TORONTO — “Never Have I Ever” star Maitreyi Ramakrishnan is among the Canadians on Time magazine’s 100 Next list.
Comedy star Mindy Kaling, who co-created Netflix’s “Never Have I Ever,” wrote the profile of the Tamil-Canadian teen in the newly released issue.
Ramakrishnan is from Mississauga, Ont., and plays the leading role of a first-generation Indian-American dealing with the death of her father and the hormone-fuelled challenges of adolescence.
The 19-year-old auditioned for the part in the coming-of-age comedy series after seeing an open casting call Kaling had posted on social media.
Ramakrishnan beat out some 15,000 auditioners and recently got an Independent Spirit Award nomination for her performance.

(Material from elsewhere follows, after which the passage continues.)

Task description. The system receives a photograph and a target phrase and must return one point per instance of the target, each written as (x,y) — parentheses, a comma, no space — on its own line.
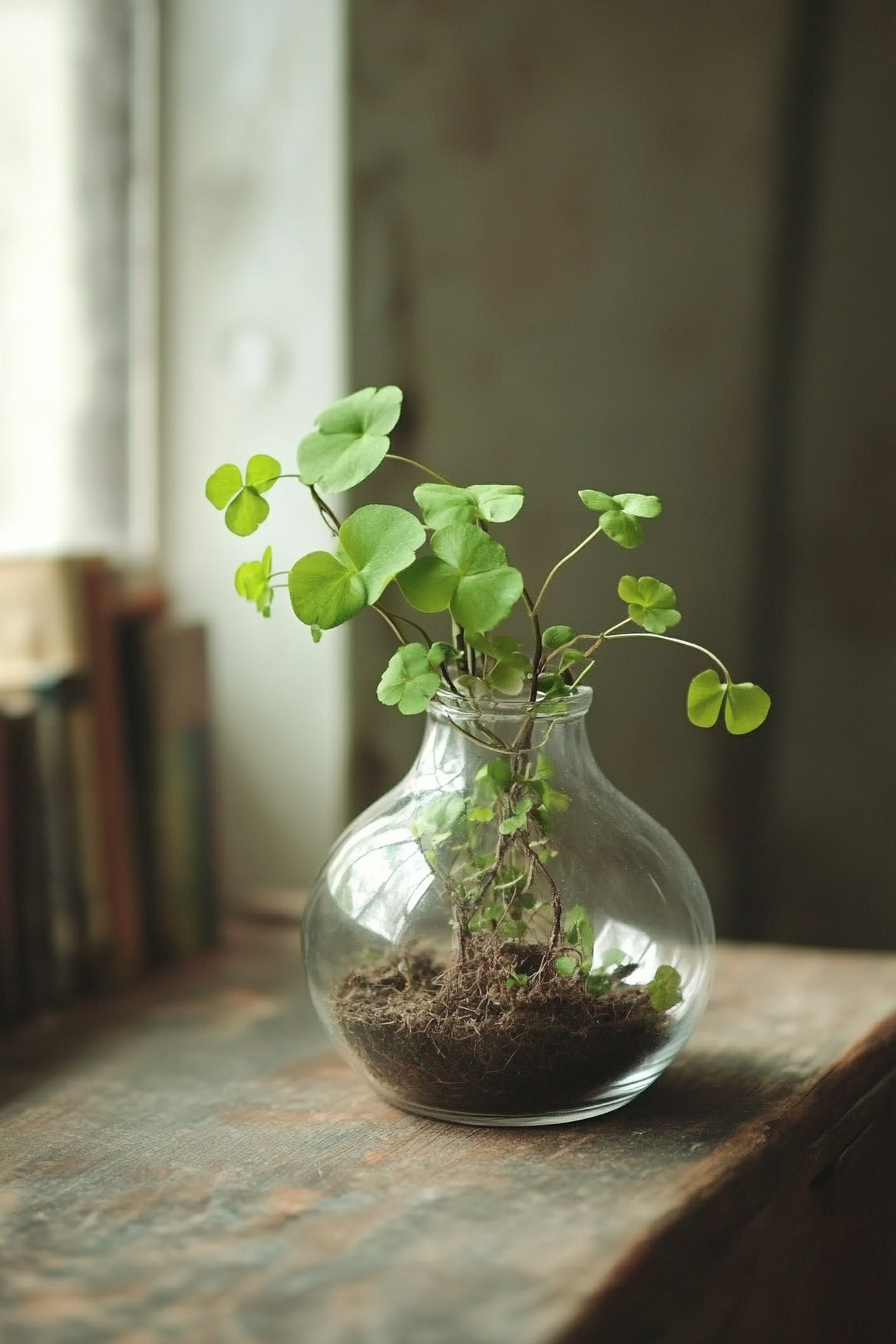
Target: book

Also on the Time 100 Next list is Canadian-raised Apoorva Mehta, founder and CEO of grocery delivery company Instacart, and climate journalist Julian Brave NoiseCat, whose website says he is a member of the Canim Lake Band Tsq’escen and a descendant of the Lil’Wat Nation of Mount Currie in British Columbia.
Ramakrishnan made the “Phenoms” section of the list, which is an expansion of the magazine’s flagship Time 100 franchise that highlights emerging leaders. The profiles are written by Time 100 alumni.
Kaling wrote that Ramakrishnan is a “gifted comic actress” who “has an activist’s heart and wants to use her platform to help others.”
“What’s most extraordinary about Maitreyi is that when you’re with her, you think you’re simply talking to a cool, smart teenager, but later, when you see her work onscreen, you realize you were actually interacting with a great artist at the beginning of her journey,” Kaling wrote.
“Thank you for seeing me as I am,” Ramakrishnan tweeted to Kaling after the list was revealed Wednesday.
In a video on the Time website, Ramakrishnan says she feels “a sense of responsibility to take strong roles that have actual character and story to them.”
“All genres are great, but it just matters about the actual character depth and what the project is trying to say to audiences.”